Marshall Introduces Bill to Improve Access to Home Health Telehealth Services

October 23, 2020
Press Release

Washington, D.C. — U.S. Representatives Roger Marshall (R-KS), Terri Sewell (D-AL), Jodey Arrington (R-TX), and Mike Thompson (D-CA) introduced the Home Health Emergency Access to Telehealth (HEAT) Act, a bipartisan bill to provide Medicare reimbursement for audio and video telehealth services furnished by home health agencies during the COVID-19 emergency and future public health emergencies. Senators Susan Collins (R-ME) and Ben Cardin (D-MD) introduced companion legislation in the Senate. 

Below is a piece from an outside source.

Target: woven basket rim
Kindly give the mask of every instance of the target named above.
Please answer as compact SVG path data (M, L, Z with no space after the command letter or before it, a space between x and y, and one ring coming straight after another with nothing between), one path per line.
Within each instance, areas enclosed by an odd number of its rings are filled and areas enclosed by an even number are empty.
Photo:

“Since taking office, I have been a strong proponent of telehealth services and during this pandemic we have seen the use of telehealth dramatically improve patients access to care,” said Rep. Roger Marshall, M.D. “This legislation allows the flexibilities necessary for our home health providers to continue assisting their patients while keeping them safe and at home. It is important we do all we can to protect our most vulnerable and provide our nurses and doctors with every resource necessary to continue providing high-quality care.”  

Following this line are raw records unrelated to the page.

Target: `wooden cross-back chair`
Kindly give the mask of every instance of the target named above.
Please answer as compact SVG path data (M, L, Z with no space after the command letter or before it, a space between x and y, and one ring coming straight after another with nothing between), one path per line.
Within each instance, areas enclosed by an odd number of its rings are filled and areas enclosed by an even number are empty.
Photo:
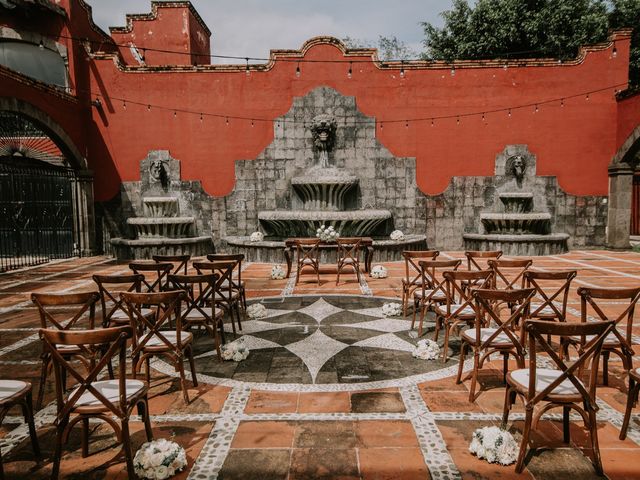
M418 336L422 336L424 316L429 308L447 301L447 288L442 274L445 270L457 270L461 260L419 260L420 288L413 291L413 317L411 329L416 322L416 313L420 310Z
M153 255L151 259L156 263L171 263L173 265L171 273L186 275L191 255Z
M296 285L300 281L300 274L304 268L311 268L320 285L320 239L298 238L296 244Z
M535 296L531 300L529 317L566 321L569 288L577 274L576 270L525 271L523 274L525 287L536 289Z
M493 286L498 290L512 290L524 288L524 272L526 272L533 260L525 259L490 259L487 261L489 268L493 270Z
M38 444L38 434L33 421L33 400L31 383L22 380L0 380L0 426L9 410L15 406L22 408L24 421L29 428L31 446L36 458L40 457L40 445ZM2 468L2 457L0 456L0 480L4 480L4 470Z
M442 346L442 361L447 361L449 352L449 336L452 331L460 331L463 326L472 326L477 316L476 304L471 296L472 289L491 288L493 282L492 270L479 271L445 271L442 273L445 281L447 301L445 304L436 304L436 331L434 340L438 341L441 329L444 329L444 344Z
M338 275L336 276L336 285L340 282L340 272L347 267L353 268L358 284L360 283L360 244L361 238L338 238Z
M134 274L142 275L142 286L145 293L158 293L169 289L169 274L173 271L173 263L131 262L129 268Z
M635 307L640 300L640 287L633 288L595 288L579 287L580 296L580 321L586 323L596 320L613 320L616 328L604 339L602 345L602 381L609 384L609 356L613 353L622 360L622 368L625 375L633 368L633 318ZM619 305L606 305L611 300L627 300L626 307L619 312ZM610 310L607 312L607 310ZM593 312L595 316L592 316ZM615 312L615 313L613 313ZM568 345L577 344L578 352L584 349L588 338L577 336L565 338L564 349L568 356Z
M104 328L129 325L129 314L120 298L121 292L140 292L144 275L94 275L93 281L98 285L100 304L102 306L102 326ZM143 313L151 314L146 308Z
M224 340L222 317L224 312L216 308L214 299L215 285L220 276L218 274L203 275L169 275L169 282L176 290L185 292L182 309L182 324L186 329L204 327L213 337L213 343L222 360L220 352L220 336ZM220 333L218 333L218 330Z
M640 392L640 368L629 372L629 391L627 392L627 406L624 410L624 419L620 428L620 440L627 438L627 429L631 420L631 410L638 402L638 393Z
M236 333L236 320L238 321L238 330L242 330L242 323L240 322L240 293L233 288L233 270L236 265L237 262L234 260L193 262L193 268L196 269L198 274L209 272L218 275L218 280L215 282L213 289L213 298L217 302L217 306L229 315L234 335Z
M51 355L56 373L57 416L56 443L51 478L58 478L62 445L68 441L71 429L82 422L82 456L89 454L89 419L99 418L109 424L122 443L129 478L137 478L133 466L133 452L129 432L129 418L137 406L145 426L147 440L153 439L147 401L148 385L140 380L127 379L127 339L132 337L129 326L84 331L40 330L45 348ZM61 355L64 347L82 347L91 368L81 372ZM106 348L105 348L106 347ZM118 358L118 378L98 380L112 358ZM65 395L62 373L69 372L78 382ZM73 415L73 418L72 418Z
M519 368L524 368L524 347L518 324L522 325L529 313L529 303L535 289L517 290L474 289L472 296L476 302L476 319L474 326L462 332L462 347L456 383L462 382L462 370L467 351L473 351L473 369L471 370L471 387L469 401L477 398L476 386L478 373L485 360L493 353L503 356L504 380L509 370L509 356L512 355ZM503 318L502 311L509 317ZM495 325L495 326L493 326Z
M438 250L405 250L402 252L404 258L404 278L402 279L402 315L407 316L409 299L416 288L420 288L422 283L422 273L420 271L420 260L435 260L440 252Z
M180 374L180 386L185 403L189 403L189 392L184 373L184 359L188 358L191 366L193 385L198 386L196 368L193 361L193 334L183 331L181 302L186 296L183 290L169 290L161 293L133 293L120 294L131 318L131 328L134 336L131 345L132 373L135 378L145 364L147 382L151 381L150 359L162 356L176 368ZM142 306L154 307L154 316L149 318L142 314ZM174 318L175 328L162 329L170 326L170 320Z
M467 270L486 270L489 267L489 260L498 260L502 257L502 250L467 250L464 252L467 258Z
M245 282L242 280L242 262L244 261L243 253L210 253L207 255L207 260L210 262L217 261L232 261L236 262L236 266L231 276L231 283L233 289L240 295L240 301L242 308L247 310L247 292L245 289Z
M95 328L96 319L96 303L100 295L96 292L86 293L32 293L31 301L38 308L40 314L41 328L55 328L58 330L73 330L78 328L93 329ZM86 315L86 321L85 321ZM80 325L82 323L82 325ZM82 345L66 345L60 352L65 358L72 357L80 360L85 367L89 368L84 357ZM42 360L42 369L40 373L40 386L38 387L38 397L36 399L36 410L42 408L42 400L44 399L44 388L47 382L47 374L51 368L51 352L47 349L42 350L40 356ZM63 375L63 387L66 376Z
M538 426L542 415L552 408L562 408L563 437L565 443L570 440L569 413L575 410L582 417L590 432L592 461L598 474L602 474L602 462L598 449L598 425L596 423L596 381L598 362L602 345L615 322L560 323L544 320L527 320L524 327L528 336L529 367L509 372L502 423L509 420L509 411L516 397L522 398L525 405L525 421L520 444L520 453L516 462L516 472L524 468L525 453L530 443L530 434ZM589 337L580 356L570 365L556 353L551 337ZM538 353L555 364L556 368L540 368L536 360ZM589 372L587 384L579 377L583 371Z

“Home health serves a vital role in helping our nation’s seniors avoid more costly hospital visits and nursing home stays.  The COVID-19 emergency has further underscored the critical importance of home health services and highlighted how these agencies are able to use telehealth to provide skilled care to their patients,” said Senator Collins, the Chairman of the Aging Committee.  “This bipartisan bill would ensure that seniors in Maine and across the country retain access to remote home health services during the COVID-19 emergency and future public health emergencies.   

The Home Health Emergency Access to Telehealth (HEAT) Act would authorize Medicare reimbursement for home health services provided through telehealth during a public health emergency where telehealth can be used appropriately.  The services would not be reimbursed unless the beneficiary consents to receiving the services via telehealth.  To ensure that the Medicare home health benefit does not become a telehealth-only benefit, Medicare reimbursement would only be provided if the telehealth services constitute no more than half of the billable visits made during the 30-day payment period.   

The bipartisan bill has been endorsed by several home health organizations and agencies, including Leading Age, the Visiting Nurse Associations, the National Association for Home Care & Hospice (NAHC), and the Partnership for Quality Home Healthcare.